I took the previous post, with its mention of the ball of mud, to be about complexity.
“Taste”, is used in many cases, I suspect, to give a name the collection of practices and strategies developers use to keep their code and projects at a manageable level of complexity.
LLMs don’t seem to manage complexity. They’ll just blow right past manageable and keep on going. That’s a problem. The human has to stay in the loop because LLMs only build what we tell them to build (so far).

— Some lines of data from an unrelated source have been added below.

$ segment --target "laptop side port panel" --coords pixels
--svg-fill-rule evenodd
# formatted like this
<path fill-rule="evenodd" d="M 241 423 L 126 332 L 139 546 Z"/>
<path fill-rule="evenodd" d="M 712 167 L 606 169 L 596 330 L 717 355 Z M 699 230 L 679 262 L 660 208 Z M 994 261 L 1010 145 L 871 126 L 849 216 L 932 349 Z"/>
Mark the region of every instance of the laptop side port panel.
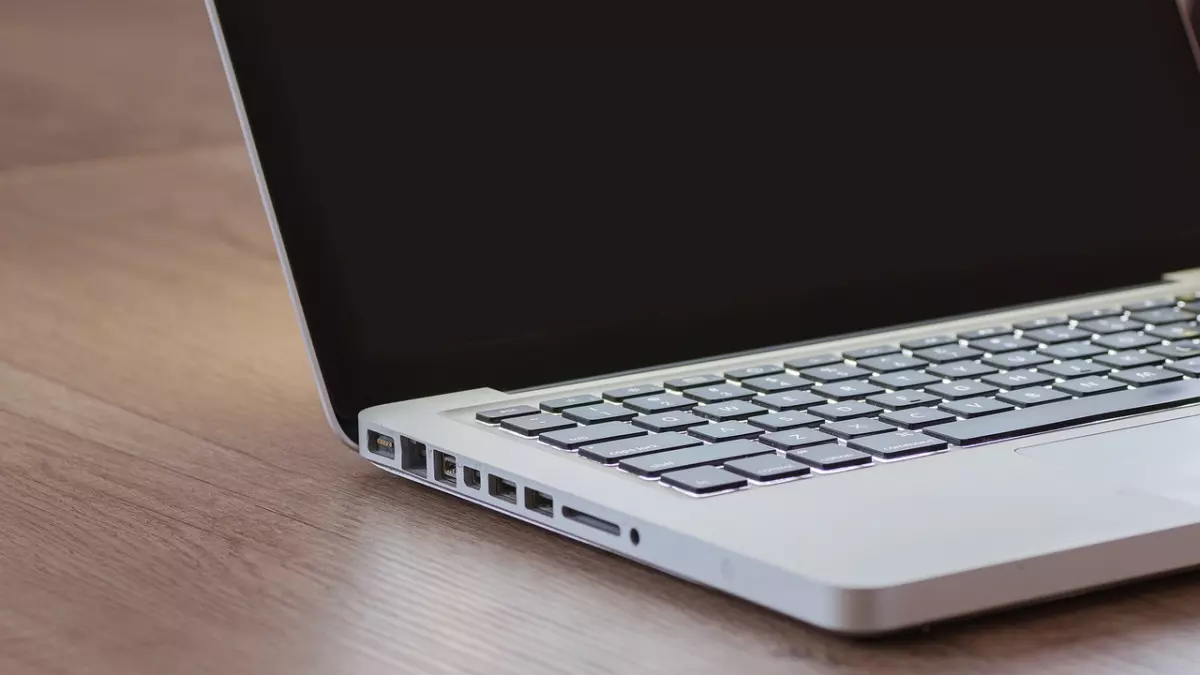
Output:
<path fill-rule="evenodd" d="M 637 524 L 607 509 L 557 494 L 545 485 L 386 429 L 367 429 L 362 455 L 377 466 L 427 486 L 548 526 L 606 548 L 638 546 Z"/>

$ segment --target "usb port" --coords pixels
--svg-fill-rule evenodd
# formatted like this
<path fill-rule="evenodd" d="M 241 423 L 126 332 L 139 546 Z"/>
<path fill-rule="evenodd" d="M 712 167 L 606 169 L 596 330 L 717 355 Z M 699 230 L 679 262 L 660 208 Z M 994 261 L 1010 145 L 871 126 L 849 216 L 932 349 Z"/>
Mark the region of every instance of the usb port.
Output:
<path fill-rule="evenodd" d="M 525 488 L 525 508 L 553 518 L 554 498 L 533 488 Z"/>
<path fill-rule="evenodd" d="M 471 467 L 471 466 L 464 466 L 462 468 L 462 472 L 463 472 L 463 485 L 466 485 L 467 487 L 471 488 L 472 490 L 478 490 L 479 484 L 482 482 L 479 478 L 479 469 L 476 469 L 475 467 Z"/>
<path fill-rule="evenodd" d="M 433 479 L 453 488 L 458 487 L 458 459 L 441 450 L 434 450 Z"/>
<path fill-rule="evenodd" d="M 499 476 L 488 476 L 488 494 L 510 504 L 517 503 L 517 484 Z"/>
<path fill-rule="evenodd" d="M 391 436 L 384 436 L 378 431 L 367 431 L 367 452 L 388 459 L 396 459 L 396 443 Z"/>
<path fill-rule="evenodd" d="M 400 437 L 400 468 L 409 473 L 415 473 L 422 478 L 426 475 L 429 456 L 425 444 L 411 438 Z"/>

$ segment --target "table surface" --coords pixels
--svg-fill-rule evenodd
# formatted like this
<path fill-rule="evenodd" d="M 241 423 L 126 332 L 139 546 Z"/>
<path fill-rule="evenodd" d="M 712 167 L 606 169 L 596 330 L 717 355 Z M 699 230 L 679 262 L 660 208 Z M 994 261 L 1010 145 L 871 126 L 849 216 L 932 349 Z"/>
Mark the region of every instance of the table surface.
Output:
<path fill-rule="evenodd" d="M 197 0 L 0 20 L 0 672 L 1194 673 L 1190 574 L 855 642 L 325 426 Z"/>

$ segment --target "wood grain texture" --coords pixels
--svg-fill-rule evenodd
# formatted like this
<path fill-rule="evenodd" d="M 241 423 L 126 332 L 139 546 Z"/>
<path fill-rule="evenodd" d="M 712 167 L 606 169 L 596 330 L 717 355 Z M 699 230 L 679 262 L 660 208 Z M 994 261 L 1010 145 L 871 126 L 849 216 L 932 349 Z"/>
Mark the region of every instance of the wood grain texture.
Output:
<path fill-rule="evenodd" d="M 374 471 L 200 3 L 5 10 L 0 673 L 1196 672 L 1200 575 L 855 642 Z"/>

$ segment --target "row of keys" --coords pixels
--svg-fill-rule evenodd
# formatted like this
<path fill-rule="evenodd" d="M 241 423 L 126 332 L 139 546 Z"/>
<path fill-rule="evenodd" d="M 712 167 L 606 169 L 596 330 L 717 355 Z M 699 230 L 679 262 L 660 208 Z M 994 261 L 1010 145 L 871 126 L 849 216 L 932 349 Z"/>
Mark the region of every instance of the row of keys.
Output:
<path fill-rule="evenodd" d="M 1200 366 L 1200 364 L 1197 364 Z M 1052 391 L 1052 390 L 1042 390 Z M 980 399 L 987 401 L 988 399 Z M 696 494 L 744 486 L 746 480 L 771 482 L 807 475 L 811 469 L 836 471 L 870 464 L 875 459 L 898 459 L 944 450 L 949 444 L 973 445 L 1019 435 L 1060 429 L 1075 424 L 1162 410 L 1200 402 L 1200 382 L 1171 386 L 1120 389 L 1083 398 L 1067 397 L 1059 403 L 955 421 L 955 416 L 933 409 L 910 409 L 881 417 L 764 433 L 727 442 L 704 443 L 702 437 L 678 432 L 648 434 L 621 422 L 546 432 L 542 440 L 583 457 L 643 478 Z M 733 431 L 730 425 L 730 431 Z M 917 431 L 922 429 L 923 431 Z M 839 443 L 841 438 L 843 443 Z M 783 456 L 778 451 L 784 453 Z M 749 461 L 751 458 L 759 458 Z M 724 469 L 718 473 L 716 467 Z M 708 467 L 704 471 L 685 470 Z M 729 475 L 732 474 L 732 475 Z"/>
<path fill-rule="evenodd" d="M 1082 366 L 1092 366 L 1083 362 Z M 679 396 L 659 395 L 669 405 L 664 405 L 658 415 L 646 418 L 638 411 L 611 403 L 594 406 L 568 408 L 562 415 L 538 413 L 532 406 L 514 406 L 498 411 L 478 414 L 481 421 L 498 420 L 501 427 L 523 436 L 538 436 L 550 431 L 572 429 L 577 424 L 594 425 L 604 422 L 630 422 L 648 431 L 679 431 L 705 426 L 695 433 L 703 440 L 717 442 L 729 440 L 730 432 L 737 431 L 738 437 L 765 431 L 783 431 L 800 426 L 822 425 L 843 438 L 852 435 L 838 433 L 838 423 L 862 417 L 878 415 L 884 409 L 893 411 L 880 419 L 892 422 L 905 419 L 896 411 L 910 408 L 927 408 L 936 405 L 951 417 L 971 418 L 1011 410 L 1014 407 L 1034 407 L 1053 403 L 1064 398 L 1087 397 L 1118 391 L 1129 386 L 1147 386 L 1182 380 L 1185 373 L 1193 374 L 1200 366 L 1200 358 L 1192 362 L 1168 364 L 1167 368 L 1140 367 L 1108 373 L 1107 376 L 1085 374 L 1079 377 L 1056 380 L 1040 371 L 1011 371 L 983 380 L 952 380 L 937 382 L 922 391 L 903 390 L 884 392 L 867 382 L 844 382 L 831 385 L 840 392 L 841 399 L 817 395 L 813 392 L 795 392 L 774 395 L 775 402 L 786 409 L 768 408 L 753 401 L 732 400 L 723 403 L 698 405 Z M 1177 368 L 1172 370 L 1171 368 Z M 1087 368 L 1079 367 L 1086 371 Z M 1105 371 L 1107 373 L 1107 371 Z M 991 380 L 989 382 L 988 380 Z M 993 384 L 995 382 L 995 384 Z M 995 398 L 991 398 L 995 397 Z M 756 401 L 759 399 L 755 399 Z M 667 411 L 663 413 L 663 410 Z M 799 413 L 798 411 L 805 411 Z M 654 412 L 654 411 L 651 411 Z M 941 418 L 938 418 L 941 419 Z M 729 422 L 748 422 L 757 429 L 722 427 Z M 902 424 L 902 426 L 905 426 Z M 711 427 L 708 428 L 708 427 Z M 912 427 L 909 427 L 912 428 Z M 868 433 L 874 433 L 868 432 Z"/>
<path fill-rule="evenodd" d="M 793 359 L 784 364 L 790 372 L 754 365 L 724 377 L 673 378 L 662 386 L 543 401 L 540 411 L 513 406 L 477 418 L 684 491 L 724 491 L 746 480 L 790 479 L 810 468 L 865 466 L 873 456 L 890 459 L 935 452 L 947 443 L 971 444 L 933 432 L 1200 376 L 1200 358 L 1186 358 L 1200 354 L 1191 303 L 1164 300 L 1049 317 L 899 347 Z M 1039 424 L 1052 417 L 1040 415 Z M 919 429 L 932 436 L 917 434 Z M 735 443 L 760 454 L 727 457 Z M 654 457 L 661 471 L 640 468 L 646 457 Z M 680 464 L 675 457 L 687 461 Z M 829 458 L 841 459 L 825 461 Z M 663 464 L 666 460 L 672 461 Z M 842 461 L 848 464 L 839 465 Z"/>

BTW, the essay that introduced the big ball of mud pattern to me didn’t hold it up as something entirely bad to be avoided. It pointed out how many projects — successful or at least on-going projects — use it, and how its passive flexibility might actually be an advantage. Big ball of mud might just be the steady state where progress can be made while leaving complexity manageable.
I think there are at least two factors behind ye olde ball of mud that LLMs should be able to help with:
1. Lack of knowledge of existing conventions, usually caused by churn of developers working on a project. LLMs read very quickly.
2. Cost of refactoring existing code to meet current best practices / current conception of architecture. LLMs are ideal for this kind of mostly mechanical refactoring.
Currently, though, they don't see to be much help. I'm not sure if this is a limitation in their ability to use their context window, or simply that they've been trained to reproduce code as seen in the wild with all its flaws.